Canada Post has reported a $205 million loss before tax for the first quarter of this year due to a decrease in mail volumes. This represents a $164 million drop in revenue compared to the same period last year, with revenues falling by $181 million, or 14.3%.
The decline in performance is partially attributed to an ongoing labor dispute that has impacted the parcel business of the Crown corporation. Canada Post stated that the uncertainty faced by customers has continued to affect parcel results negatively in the first quarter.
During this period, the company delivered seven million fewer parcels compared to the first quarter of the previous year, resulting in a 17.2% decline in volume. Revenue from parcels also decreased by $79 million.
A ratification vote on the collective agreement between Canada Post and its workers is currently ongoing and will conclude on Saturday. The Canadian Union of Postal Workers, representing the employees, has not provided immediate comments on the situation.

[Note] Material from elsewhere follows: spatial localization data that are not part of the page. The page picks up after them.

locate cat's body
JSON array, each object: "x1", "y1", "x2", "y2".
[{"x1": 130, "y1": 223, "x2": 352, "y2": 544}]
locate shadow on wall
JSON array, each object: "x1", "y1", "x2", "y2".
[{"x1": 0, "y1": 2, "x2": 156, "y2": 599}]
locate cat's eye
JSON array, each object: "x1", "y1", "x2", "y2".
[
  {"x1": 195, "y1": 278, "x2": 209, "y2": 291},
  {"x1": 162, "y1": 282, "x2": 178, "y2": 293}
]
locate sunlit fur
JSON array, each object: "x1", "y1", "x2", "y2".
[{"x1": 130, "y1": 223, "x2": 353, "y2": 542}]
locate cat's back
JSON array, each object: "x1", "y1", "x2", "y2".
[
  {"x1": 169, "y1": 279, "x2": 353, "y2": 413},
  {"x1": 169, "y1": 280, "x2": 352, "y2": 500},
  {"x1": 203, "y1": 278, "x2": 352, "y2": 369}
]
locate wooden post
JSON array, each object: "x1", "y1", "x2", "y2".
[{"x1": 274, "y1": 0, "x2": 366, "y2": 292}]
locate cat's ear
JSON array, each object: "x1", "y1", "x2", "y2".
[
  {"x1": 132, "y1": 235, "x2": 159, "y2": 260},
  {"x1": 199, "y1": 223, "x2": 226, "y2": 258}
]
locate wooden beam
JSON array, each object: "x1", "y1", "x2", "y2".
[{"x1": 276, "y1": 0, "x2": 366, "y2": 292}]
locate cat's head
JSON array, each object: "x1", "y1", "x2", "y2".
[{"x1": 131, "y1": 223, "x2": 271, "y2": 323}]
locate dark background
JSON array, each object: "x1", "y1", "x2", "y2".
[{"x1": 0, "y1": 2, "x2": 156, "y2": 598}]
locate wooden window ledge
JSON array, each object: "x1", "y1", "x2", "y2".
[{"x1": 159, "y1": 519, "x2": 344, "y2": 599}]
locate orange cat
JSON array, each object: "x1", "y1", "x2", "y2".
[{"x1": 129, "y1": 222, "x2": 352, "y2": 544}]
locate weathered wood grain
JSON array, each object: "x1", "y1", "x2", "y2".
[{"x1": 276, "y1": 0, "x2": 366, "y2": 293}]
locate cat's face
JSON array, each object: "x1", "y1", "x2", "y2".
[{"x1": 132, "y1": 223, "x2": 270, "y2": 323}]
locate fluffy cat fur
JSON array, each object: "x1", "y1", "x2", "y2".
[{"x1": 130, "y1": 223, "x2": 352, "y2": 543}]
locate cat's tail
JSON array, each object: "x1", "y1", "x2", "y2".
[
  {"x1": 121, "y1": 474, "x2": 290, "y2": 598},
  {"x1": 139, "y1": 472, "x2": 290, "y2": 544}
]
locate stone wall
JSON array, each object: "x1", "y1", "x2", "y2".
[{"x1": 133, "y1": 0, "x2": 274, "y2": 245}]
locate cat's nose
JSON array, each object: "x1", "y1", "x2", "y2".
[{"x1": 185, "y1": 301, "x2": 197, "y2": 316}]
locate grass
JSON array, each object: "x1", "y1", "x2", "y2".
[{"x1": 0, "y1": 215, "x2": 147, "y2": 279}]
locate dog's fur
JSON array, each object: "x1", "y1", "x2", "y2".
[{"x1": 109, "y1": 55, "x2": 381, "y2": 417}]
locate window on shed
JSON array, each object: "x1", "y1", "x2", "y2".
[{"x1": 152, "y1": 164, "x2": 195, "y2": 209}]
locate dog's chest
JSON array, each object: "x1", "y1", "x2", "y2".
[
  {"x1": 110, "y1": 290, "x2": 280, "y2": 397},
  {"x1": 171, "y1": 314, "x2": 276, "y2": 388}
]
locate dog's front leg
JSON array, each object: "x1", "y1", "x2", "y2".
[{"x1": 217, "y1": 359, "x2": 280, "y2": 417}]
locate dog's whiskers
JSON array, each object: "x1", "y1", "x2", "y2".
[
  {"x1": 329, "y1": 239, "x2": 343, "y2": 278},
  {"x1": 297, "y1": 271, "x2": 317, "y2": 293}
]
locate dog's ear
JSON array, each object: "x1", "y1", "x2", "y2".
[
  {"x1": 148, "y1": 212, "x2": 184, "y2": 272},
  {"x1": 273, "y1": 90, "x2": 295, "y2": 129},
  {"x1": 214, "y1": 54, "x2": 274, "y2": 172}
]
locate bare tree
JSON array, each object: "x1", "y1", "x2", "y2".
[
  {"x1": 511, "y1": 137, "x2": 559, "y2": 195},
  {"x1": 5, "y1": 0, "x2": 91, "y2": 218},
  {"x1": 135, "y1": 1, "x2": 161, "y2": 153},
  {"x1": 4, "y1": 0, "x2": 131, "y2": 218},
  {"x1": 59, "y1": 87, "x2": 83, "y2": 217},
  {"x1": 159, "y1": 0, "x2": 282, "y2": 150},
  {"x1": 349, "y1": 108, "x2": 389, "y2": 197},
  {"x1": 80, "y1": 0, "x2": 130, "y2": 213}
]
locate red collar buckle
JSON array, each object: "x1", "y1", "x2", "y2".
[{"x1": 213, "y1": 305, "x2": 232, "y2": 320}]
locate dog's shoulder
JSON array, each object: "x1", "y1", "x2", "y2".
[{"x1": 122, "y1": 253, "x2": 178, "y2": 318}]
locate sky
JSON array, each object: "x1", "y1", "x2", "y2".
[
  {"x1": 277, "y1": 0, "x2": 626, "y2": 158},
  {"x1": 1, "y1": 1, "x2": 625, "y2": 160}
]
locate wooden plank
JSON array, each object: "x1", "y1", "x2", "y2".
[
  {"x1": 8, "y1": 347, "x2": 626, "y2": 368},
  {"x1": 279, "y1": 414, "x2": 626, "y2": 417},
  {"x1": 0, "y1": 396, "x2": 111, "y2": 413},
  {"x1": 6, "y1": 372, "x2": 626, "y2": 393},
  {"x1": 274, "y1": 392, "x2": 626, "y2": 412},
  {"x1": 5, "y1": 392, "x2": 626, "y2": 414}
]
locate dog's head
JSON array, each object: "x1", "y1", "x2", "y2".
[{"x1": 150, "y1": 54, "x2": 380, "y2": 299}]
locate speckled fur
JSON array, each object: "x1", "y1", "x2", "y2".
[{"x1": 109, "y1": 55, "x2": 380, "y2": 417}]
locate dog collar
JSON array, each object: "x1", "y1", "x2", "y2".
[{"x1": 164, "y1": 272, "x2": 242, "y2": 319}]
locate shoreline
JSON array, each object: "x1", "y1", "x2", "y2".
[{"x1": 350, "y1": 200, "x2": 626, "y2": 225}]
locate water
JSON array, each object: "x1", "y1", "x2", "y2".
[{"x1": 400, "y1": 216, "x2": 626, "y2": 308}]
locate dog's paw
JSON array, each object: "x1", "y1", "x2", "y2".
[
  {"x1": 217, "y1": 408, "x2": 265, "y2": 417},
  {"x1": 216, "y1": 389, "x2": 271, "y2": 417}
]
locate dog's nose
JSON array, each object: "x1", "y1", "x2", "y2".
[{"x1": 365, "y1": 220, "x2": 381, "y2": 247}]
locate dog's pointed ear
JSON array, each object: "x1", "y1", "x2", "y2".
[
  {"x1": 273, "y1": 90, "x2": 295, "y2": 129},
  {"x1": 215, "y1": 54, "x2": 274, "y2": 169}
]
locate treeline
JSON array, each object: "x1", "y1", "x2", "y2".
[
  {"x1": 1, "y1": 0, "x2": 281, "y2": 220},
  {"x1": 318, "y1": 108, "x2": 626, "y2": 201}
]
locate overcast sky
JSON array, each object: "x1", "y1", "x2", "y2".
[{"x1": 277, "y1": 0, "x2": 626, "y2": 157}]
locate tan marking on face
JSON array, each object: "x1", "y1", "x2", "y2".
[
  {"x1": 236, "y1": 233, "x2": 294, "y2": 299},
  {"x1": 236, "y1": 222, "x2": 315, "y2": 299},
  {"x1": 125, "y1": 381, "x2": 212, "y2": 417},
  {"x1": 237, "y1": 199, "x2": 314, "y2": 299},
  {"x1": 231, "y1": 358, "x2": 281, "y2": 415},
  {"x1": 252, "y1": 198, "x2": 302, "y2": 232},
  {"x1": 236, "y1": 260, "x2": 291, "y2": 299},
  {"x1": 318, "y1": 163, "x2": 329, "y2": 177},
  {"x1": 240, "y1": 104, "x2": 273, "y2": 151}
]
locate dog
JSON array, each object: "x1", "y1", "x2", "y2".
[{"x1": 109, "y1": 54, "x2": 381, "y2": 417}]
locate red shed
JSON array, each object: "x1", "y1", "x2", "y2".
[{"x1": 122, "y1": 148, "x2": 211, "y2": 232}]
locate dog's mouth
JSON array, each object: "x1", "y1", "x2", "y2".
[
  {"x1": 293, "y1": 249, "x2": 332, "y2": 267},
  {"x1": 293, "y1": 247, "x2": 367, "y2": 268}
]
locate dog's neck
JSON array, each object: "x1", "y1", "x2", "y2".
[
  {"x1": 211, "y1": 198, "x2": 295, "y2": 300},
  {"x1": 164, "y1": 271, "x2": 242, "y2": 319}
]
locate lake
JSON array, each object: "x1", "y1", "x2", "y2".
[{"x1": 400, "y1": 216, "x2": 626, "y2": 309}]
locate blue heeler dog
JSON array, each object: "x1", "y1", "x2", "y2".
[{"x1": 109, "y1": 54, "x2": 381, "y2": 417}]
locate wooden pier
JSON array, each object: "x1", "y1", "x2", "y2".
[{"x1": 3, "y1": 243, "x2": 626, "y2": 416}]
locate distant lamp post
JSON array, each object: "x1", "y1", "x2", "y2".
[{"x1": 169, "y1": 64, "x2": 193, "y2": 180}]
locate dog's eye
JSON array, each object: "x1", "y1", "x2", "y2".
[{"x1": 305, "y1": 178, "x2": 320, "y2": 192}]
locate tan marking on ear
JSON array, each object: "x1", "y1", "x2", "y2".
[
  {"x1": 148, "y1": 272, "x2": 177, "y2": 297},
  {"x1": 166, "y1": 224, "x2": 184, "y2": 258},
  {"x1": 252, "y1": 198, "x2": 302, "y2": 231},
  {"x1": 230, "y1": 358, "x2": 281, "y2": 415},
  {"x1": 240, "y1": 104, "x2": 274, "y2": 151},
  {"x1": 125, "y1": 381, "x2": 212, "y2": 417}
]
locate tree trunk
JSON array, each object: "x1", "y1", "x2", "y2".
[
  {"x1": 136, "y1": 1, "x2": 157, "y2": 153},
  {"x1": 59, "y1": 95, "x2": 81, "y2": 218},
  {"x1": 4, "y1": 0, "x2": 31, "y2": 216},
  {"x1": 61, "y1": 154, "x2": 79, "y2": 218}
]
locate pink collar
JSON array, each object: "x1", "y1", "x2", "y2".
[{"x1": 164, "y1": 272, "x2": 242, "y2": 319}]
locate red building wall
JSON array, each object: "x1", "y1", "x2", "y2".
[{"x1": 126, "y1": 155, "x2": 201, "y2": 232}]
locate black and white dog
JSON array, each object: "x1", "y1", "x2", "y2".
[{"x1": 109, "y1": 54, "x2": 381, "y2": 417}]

Transaction mail revenue saw a 13.7% decrease compared to the same period last year. However, these figures were influenced by high letter mail volumes in the first quarter of 2025 due to the federal election and strike-related backlog.
Direct marketing revenue also experienced a 13.4% decline, with the backlog from the previous year impacting the results. These financial challenges follow Canada Post’s record loss of $1.57 billion in the previous year.
Canada Post emphasized the necessity for a transition to address the weak financial performance. The company aims to reduce reliance on government funding through restructuring, which includes ending home delivery to certain addresses and expanding the use of community mailboxes to cut costs.